Twin-to-twin transfusion syndrome (TTTS) may sound like a plot from a science fiction movie, but it's an actual phenomenon that can occur during a twin pregnancy. Undetected or untreated, it can have devastating consequences for the babies. However, new treatment options give doctors the ability to correct the situation and offer new hope to parents impacted by the disease.
The effects of TTTS can produce a great deal of variability in the appearance of monozygotic or "identical" twins. The donor twin is usually much smaller and paler, while the recipient twin is larger with a ruddier complexion.
What Is It?
TTTS, also known as feto-fetal transfusion syndrome or stuck twin syndrome, is a disease of the placenta. It doesn't make the mother sick, and its effect on the babies is environmental, not direct. In other words, the babies will begin to develop perfectly normally, but because the placenta they depend on to supply oxygen and nutrition malfunctions, they risk heart failure, brain trauma, and damage to their organs.

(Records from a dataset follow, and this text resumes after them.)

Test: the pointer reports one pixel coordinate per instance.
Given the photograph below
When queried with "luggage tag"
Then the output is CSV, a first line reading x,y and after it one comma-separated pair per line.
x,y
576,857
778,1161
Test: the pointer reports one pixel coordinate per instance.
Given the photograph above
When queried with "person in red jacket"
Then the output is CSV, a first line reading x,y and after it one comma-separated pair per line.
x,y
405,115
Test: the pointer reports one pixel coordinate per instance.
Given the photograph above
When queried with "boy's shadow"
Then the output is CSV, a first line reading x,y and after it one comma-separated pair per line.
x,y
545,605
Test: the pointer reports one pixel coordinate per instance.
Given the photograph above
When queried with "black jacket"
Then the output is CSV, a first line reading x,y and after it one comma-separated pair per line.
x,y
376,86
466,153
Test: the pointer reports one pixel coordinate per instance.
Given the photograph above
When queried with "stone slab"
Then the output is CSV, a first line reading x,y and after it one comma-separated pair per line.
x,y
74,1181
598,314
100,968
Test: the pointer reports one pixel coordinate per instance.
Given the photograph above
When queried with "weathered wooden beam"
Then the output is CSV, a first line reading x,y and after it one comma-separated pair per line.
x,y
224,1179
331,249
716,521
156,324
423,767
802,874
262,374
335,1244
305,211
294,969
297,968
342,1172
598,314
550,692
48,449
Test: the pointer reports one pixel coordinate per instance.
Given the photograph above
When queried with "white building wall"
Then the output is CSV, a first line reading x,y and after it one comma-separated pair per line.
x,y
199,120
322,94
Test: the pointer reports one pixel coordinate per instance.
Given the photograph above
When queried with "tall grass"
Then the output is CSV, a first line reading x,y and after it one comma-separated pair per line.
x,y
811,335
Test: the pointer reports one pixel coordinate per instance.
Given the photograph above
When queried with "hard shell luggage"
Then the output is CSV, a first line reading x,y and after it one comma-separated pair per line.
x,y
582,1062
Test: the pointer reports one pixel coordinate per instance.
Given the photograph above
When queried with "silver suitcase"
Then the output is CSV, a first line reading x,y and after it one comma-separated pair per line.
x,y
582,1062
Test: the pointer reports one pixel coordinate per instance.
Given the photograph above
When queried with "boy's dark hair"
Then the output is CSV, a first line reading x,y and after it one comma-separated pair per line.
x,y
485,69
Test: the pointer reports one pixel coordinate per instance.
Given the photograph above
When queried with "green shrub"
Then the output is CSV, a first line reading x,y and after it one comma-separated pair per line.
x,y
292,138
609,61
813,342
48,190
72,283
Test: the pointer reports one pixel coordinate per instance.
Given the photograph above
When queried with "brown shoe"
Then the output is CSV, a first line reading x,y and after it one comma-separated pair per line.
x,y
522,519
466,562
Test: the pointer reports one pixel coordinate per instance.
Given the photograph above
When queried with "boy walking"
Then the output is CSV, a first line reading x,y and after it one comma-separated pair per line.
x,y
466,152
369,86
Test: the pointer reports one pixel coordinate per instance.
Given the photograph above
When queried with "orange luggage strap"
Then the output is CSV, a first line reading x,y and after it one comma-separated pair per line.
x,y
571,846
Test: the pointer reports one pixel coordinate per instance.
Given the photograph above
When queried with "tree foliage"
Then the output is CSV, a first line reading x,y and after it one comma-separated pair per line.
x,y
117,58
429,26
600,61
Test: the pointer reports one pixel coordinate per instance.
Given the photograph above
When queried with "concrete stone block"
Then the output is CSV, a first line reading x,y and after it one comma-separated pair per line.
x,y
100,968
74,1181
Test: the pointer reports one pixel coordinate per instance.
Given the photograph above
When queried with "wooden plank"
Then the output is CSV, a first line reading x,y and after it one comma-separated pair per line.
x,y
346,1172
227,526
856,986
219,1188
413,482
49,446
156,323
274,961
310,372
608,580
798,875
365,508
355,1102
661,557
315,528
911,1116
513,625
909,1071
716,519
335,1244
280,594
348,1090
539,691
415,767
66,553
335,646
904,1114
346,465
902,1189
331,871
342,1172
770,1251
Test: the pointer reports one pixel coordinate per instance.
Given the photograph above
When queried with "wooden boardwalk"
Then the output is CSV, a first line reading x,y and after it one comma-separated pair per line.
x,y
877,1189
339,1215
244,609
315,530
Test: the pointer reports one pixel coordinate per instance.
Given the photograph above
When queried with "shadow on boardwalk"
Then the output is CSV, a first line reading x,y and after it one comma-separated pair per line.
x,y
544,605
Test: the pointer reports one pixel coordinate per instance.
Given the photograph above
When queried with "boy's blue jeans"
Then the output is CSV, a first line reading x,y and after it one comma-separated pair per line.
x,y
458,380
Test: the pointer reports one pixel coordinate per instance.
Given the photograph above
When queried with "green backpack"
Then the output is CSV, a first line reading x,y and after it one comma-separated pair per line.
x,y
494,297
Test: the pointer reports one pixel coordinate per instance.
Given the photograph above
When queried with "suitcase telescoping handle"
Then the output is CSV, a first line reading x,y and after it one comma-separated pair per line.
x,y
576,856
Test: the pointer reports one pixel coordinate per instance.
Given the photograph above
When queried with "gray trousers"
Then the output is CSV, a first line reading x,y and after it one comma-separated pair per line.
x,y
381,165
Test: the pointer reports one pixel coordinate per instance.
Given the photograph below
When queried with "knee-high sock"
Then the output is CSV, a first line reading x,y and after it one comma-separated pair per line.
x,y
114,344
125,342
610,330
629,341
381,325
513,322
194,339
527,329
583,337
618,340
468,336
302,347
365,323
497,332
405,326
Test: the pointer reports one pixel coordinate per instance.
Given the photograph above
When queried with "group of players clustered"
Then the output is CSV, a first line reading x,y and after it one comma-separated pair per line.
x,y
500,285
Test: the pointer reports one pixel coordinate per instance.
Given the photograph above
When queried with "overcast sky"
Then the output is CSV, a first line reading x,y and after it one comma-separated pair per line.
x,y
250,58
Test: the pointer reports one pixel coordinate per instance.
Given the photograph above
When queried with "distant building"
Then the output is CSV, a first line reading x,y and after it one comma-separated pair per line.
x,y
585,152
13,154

The placenta circulates blood and nutrients from the mother to her babies. Within a shared placenta, blood vessels called chorioangiopagous vessels may develop, connecting the circulatory systems of both babies via the placenta. This causes an unequal exchange of blood flow between the babies. Essentially, one fetus becomes a donor, pumping blood into the second, recipient fetus. This situation causes problems for both babies, with the donor twin not getting enough blood and the recipient receiving an excess.
The donor twin is at risk for anemia, intrauterine growth retardation, and restricted amniotic fluid (oligohydramnios). While the donor's growth is stunted, the recipient twin grows larger and larger. The extra blood overloads his circulatory system and puts him at risk for heart failure. As he struggles to process the extra blood, his urine production results in an excess of amniotic fluid (polyhydramnios). Eventually, polyhydramnios can trigger the onset of preterm labor and both babies are at risk of being born too early to survive outside the womb.
As the amount of fluid surrounding the recipient twin increases, the donor twin may be pushed to one side of the uterus. As her fluid levels decrease, she may appear to be stuck to the wall of the womb. Thus, the term "stuck twin syndrome" has been used to describe this condition.
The timing of the disease ultimately determines the prognosis for the babies. It is easier to overcome later in pregnancy, when the simplest solution is to deliver the babies. Although they may face the consequences of a premature birth, they will escape the threat to their survival that exists if they remain in the womb. However, if the onset of TTTS occurs earlier, before the babies are viable, the situation is more dire, although there are treatment options. There are five stages of TTTS:
- Stage I: Small amount of fluid in donor baby, large amount in the recipient
- Stage II: Symptoms of Stage I, along with undetectable bladder in the donor twin
- Stage III: One or both babies will have evidence of poor blood flow
- Stage IV: Characterized by hydrops in either baby (a fluid accumulation that signifies heart failure)
- Stage V: One or both babies have succumbed
When TTTS is detected in the second trimester, it is usually termed chronic or severe. After twenty-four weeks, it is defined as moderate. When it occurs later in the third trimester, it is labeled mild or acute.